Antaeotricha microtypa

Scientific classification
- Domain: Eukaryota
- Kingdom: Animalia
- Phylum: Arthropoda
- Class: Insecta
- Order: Lepidoptera
- Family: Depressariidae
- Genus: Antaeotricha
- Species: A. microtypa
- Binomial name: Antaeotricha microtypa (Meyrick, 1915)
- Synonyms: Stenoma microtypa Meyrick, 1915;

= Antaeotricha microtypa =

- Authority: (Meyrick, 1915)
- Synonyms: Stenoma microtypa Meyrick, 1915

Species of moth

Antaeotricha microtypa is a moth of the family Depressariidae. It is found in Guyana.
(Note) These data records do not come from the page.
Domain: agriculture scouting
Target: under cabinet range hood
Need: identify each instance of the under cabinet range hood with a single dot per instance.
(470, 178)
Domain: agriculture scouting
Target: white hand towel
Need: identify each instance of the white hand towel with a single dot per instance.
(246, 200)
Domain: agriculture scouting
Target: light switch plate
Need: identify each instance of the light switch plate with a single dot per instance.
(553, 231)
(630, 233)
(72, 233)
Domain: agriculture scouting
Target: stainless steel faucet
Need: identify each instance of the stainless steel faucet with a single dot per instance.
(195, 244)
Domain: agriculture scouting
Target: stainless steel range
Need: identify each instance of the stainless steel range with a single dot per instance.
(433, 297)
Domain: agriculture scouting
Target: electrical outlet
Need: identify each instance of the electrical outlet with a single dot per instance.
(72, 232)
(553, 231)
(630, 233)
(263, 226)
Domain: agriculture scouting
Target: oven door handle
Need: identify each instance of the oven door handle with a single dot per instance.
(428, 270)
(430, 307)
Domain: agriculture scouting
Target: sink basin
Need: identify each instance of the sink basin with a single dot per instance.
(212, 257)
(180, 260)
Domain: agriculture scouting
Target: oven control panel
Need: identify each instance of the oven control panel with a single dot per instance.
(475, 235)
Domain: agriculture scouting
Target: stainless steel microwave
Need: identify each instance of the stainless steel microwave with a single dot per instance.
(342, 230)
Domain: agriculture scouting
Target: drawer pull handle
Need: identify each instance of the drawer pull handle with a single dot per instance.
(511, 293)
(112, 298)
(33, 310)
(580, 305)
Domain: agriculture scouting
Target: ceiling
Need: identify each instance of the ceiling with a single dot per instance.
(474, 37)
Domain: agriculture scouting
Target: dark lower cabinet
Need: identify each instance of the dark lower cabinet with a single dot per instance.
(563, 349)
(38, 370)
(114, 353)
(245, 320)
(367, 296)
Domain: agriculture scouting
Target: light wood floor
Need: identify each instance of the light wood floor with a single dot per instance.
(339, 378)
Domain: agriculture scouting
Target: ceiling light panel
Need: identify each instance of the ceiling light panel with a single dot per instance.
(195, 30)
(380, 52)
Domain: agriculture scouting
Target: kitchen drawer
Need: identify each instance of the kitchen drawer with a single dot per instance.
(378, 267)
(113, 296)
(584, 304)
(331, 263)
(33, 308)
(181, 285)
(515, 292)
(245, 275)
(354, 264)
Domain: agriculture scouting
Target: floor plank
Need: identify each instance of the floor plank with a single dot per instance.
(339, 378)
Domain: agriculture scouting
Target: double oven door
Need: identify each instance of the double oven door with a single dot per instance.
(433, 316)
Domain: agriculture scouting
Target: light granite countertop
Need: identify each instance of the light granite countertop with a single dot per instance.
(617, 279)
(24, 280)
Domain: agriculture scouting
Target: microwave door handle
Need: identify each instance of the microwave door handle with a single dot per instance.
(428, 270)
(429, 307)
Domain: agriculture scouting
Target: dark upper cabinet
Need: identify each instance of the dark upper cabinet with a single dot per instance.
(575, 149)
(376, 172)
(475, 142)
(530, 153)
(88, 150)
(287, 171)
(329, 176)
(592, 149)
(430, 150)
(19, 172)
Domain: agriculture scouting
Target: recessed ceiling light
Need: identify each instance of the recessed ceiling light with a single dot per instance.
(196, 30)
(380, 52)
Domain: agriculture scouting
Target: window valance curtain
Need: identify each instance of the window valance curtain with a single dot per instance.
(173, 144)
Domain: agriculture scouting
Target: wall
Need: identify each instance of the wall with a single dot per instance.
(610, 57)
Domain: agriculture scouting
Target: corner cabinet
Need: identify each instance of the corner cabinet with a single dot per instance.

The wingspan is 14–15 mm. The forewings are white, the dorsal three-fifths dark fuscous and with a dark fuscous streak from the base of the costa to join an elongate thick dark fuscous mark resting on the upper edge of the dark area before the middle. There is an indistinct undefined streak of light fuscous suffusion from beneath the costa at three-fourths to the dorsal area beyond the middle and two oblique dark fuscous streaks from the costa at the middle and three-fourths to the dorsal area, the second running to the middle of the termen and limiting it posteriorly. Some fuscous suffusion is found towards the apex and there is a small sharply defined blackish rectangular spot on the apical margin, two black dots above and two below it. The hindwings are grey.